5 Facts About Rudolph Valentino, The Silent Movie Sensation
His name was longer than that
He was named Rodolfo Pietro Filiberto Raffaello Guglielmi di Valentina d’Antonguella at birth.
He was never an American citizen
Despite the fact that he became a household name in America, Valentino stuck to his Italian heritage, never became an American citizen, and never officially immigrated to the country.
He was a dog lover
He was an ardent dog lover, owning an Irish Wolfhound that he named Centaur Pendragon, and a Great Dane named Kabar.
He was once homeless
Within his first few months in America, he couldn’t hold down a job or get an income, and the aspiring actor often lived on the streets and survived by begging for food at the restaurant that had just fired him.
His love life was in disarray
According to the heart-wrenched Valentino, he was always unhappy in love, and his two public divorces seem to back up his statement.
Why We Love National Valentino Day
It is timeless
The silent movie era was one of the pivotal moments of cinema. It takes the saying “a picture is worth a thousand words” quite literally, and National Valentino Day takes us back to a time we can never physically experience again.
It gives us a chance to remember the classics
In this technological day and age, it is a scarce reminder of an earlier time that was completely different than now, and with more peaceful movies as well. This day allows us to revisit the archives and view those long-time classics.

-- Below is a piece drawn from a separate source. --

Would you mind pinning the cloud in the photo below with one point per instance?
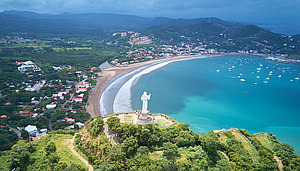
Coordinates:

It is a recognition of talent
We love seeing talent recognized in any shape or form. Having an entire day dedicated to an amazing actor, purely based on skill, shows that recognition should be given when it is due. Everyone loves to be noticed and appreciated for their efforts regardless of the circumstances, and Valentino can live on in the hearts of family and loved ones and shows us that we can do it too.